A Call to Action: Beyond Corporate Motivations to Collaborative Progress

The discussion around Apple's AI research reveals a crucial insight that demands our collective response: we cannot let corporate motivations overshadow the vital need for honest AI assessment.

Both David and Kristofer identified the core tension we face - major tech companies control much of AI research, yet their commercial interests inevitably influence what gets published and when. This reality doesn't invalidate good research, but it highlights a dangerous dependency that we must address.

Here's what we must do:

Support Independent AI Research

  • Fund academic institutions and non-profit organizations conducting AI limitation studies
  • Advocate for government research grants that aren't tied to commercial outcomes
  • Promote open-source AI research initiatives that prioritize transparency over profit

Demand Research Transparency

  • Pressure companies to publish methodologies, datasets, and negative results - not just breakthrough claims
  • Support researchers who speak honestly about AI limitations, even when it challenges industry narratives
  • Create industry standards requiring disclosure of commercial motivations behind research timing

Build Critical AI Literacy

  • Educate ourselves and others to evaluate AI research based on scientific merit, not corporate reputation
  • Share resources that help people understand the difference between marketing claims and peer-reviewed findings
  • Encourage skeptical thinking about AI capabilities while remaining open to genuine advances

Foster Collaborative Evaluation

  • Support initiatives like MITRE's AI Incident Sharing and NIST's AI Risk Management Framework
  • Participate in open-source projects that test and validate AI claims independently
  • Create cross-industry standards for AI evaluation that prioritize safety and accuracy over speed-to-market

The future of AI shouldn't be determined by shareholder interests or quarterly earnings calls. When we see valuable research - regardless of who funds it - let's use it as a catalyst for broader, independent investigation.
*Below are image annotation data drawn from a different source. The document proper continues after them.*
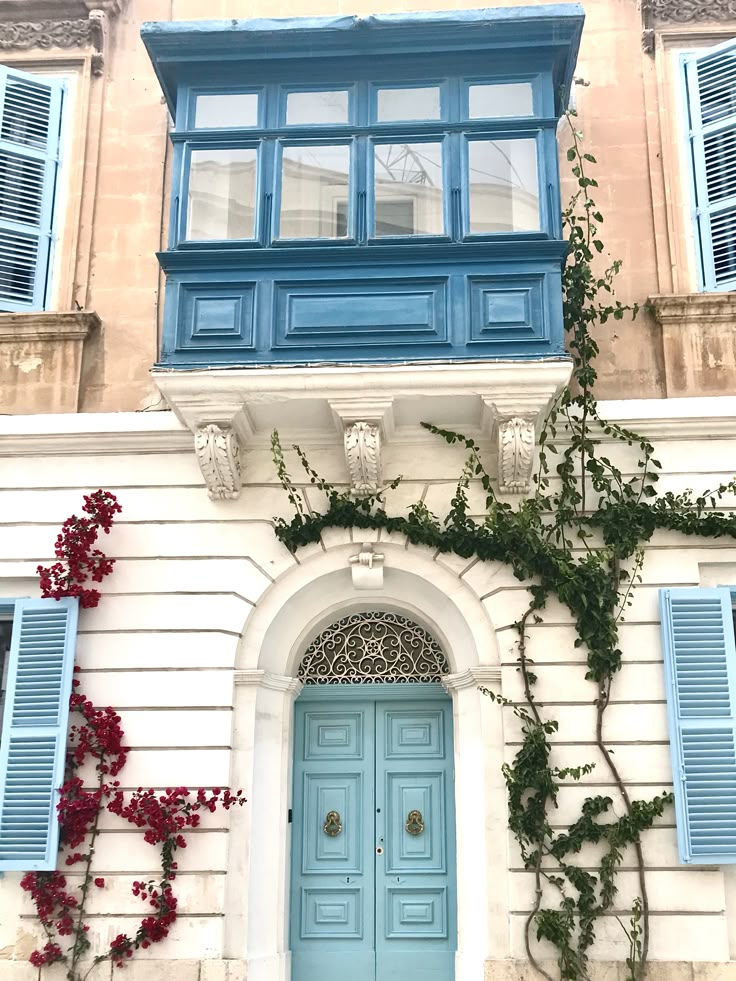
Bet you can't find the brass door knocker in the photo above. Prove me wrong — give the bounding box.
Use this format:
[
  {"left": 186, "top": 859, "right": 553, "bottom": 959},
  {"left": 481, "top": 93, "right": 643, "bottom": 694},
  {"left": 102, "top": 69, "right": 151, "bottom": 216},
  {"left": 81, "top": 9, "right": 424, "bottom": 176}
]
[
  {"left": 404, "top": 811, "right": 424, "bottom": 835},
  {"left": 322, "top": 811, "right": 342, "bottom": 838}
]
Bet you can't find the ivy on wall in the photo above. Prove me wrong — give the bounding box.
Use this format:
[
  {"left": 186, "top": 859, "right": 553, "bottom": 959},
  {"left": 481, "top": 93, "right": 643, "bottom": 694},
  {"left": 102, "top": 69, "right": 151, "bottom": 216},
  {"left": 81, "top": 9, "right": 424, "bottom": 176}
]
[{"left": 272, "top": 113, "right": 736, "bottom": 981}]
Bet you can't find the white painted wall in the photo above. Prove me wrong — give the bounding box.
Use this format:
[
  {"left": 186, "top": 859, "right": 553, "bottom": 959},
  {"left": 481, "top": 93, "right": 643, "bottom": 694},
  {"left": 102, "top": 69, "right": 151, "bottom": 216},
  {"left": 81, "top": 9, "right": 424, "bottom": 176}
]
[{"left": 0, "top": 399, "right": 736, "bottom": 981}]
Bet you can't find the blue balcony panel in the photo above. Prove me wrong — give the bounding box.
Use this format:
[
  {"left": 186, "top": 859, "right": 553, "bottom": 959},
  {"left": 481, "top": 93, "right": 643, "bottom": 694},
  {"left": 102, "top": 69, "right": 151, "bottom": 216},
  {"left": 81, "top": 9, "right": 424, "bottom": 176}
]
[{"left": 160, "top": 242, "right": 565, "bottom": 368}]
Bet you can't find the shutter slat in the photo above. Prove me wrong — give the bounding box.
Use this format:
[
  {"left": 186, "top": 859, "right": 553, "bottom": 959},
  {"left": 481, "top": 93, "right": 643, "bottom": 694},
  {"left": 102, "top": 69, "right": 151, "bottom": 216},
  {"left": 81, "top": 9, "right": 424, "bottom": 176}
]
[
  {"left": 0, "top": 66, "right": 63, "bottom": 311},
  {"left": 685, "top": 41, "right": 736, "bottom": 289},
  {"left": 660, "top": 588, "right": 736, "bottom": 864},
  {"left": 0, "top": 600, "right": 77, "bottom": 870}
]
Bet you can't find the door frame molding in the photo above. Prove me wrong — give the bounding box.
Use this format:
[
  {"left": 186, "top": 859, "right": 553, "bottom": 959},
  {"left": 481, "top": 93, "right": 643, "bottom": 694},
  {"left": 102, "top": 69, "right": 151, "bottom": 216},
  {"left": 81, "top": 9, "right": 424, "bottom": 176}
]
[{"left": 223, "top": 539, "right": 511, "bottom": 981}]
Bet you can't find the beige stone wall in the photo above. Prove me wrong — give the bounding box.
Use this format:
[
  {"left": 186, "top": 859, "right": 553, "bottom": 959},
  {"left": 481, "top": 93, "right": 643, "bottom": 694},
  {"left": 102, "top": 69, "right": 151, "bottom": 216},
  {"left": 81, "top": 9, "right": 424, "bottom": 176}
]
[{"left": 5, "top": 0, "right": 734, "bottom": 411}]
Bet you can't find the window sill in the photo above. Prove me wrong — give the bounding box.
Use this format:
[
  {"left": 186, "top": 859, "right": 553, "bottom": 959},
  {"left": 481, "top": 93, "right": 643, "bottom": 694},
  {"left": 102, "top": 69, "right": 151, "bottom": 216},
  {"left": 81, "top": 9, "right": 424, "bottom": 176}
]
[
  {"left": 648, "top": 293, "right": 736, "bottom": 398},
  {"left": 0, "top": 310, "right": 100, "bottom": 415}
]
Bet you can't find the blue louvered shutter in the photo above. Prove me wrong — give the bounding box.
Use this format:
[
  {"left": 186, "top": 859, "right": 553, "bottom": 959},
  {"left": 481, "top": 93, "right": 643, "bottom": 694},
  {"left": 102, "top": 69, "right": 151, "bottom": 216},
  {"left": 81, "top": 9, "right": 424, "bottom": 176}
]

The question isn't whether Apple (or any tech giant) has pure motives. The question is whether we'll let corporate control of AI research prevent us from building better, safer, more reliable systems.

Let's turn this skepticism into action. Support independent AI research, demand transparency, and help build the critical thinking infrastructure our AI future desperately needs.

What will you do to ensure AI development serves humanity's interests, not just corporate bottom lines?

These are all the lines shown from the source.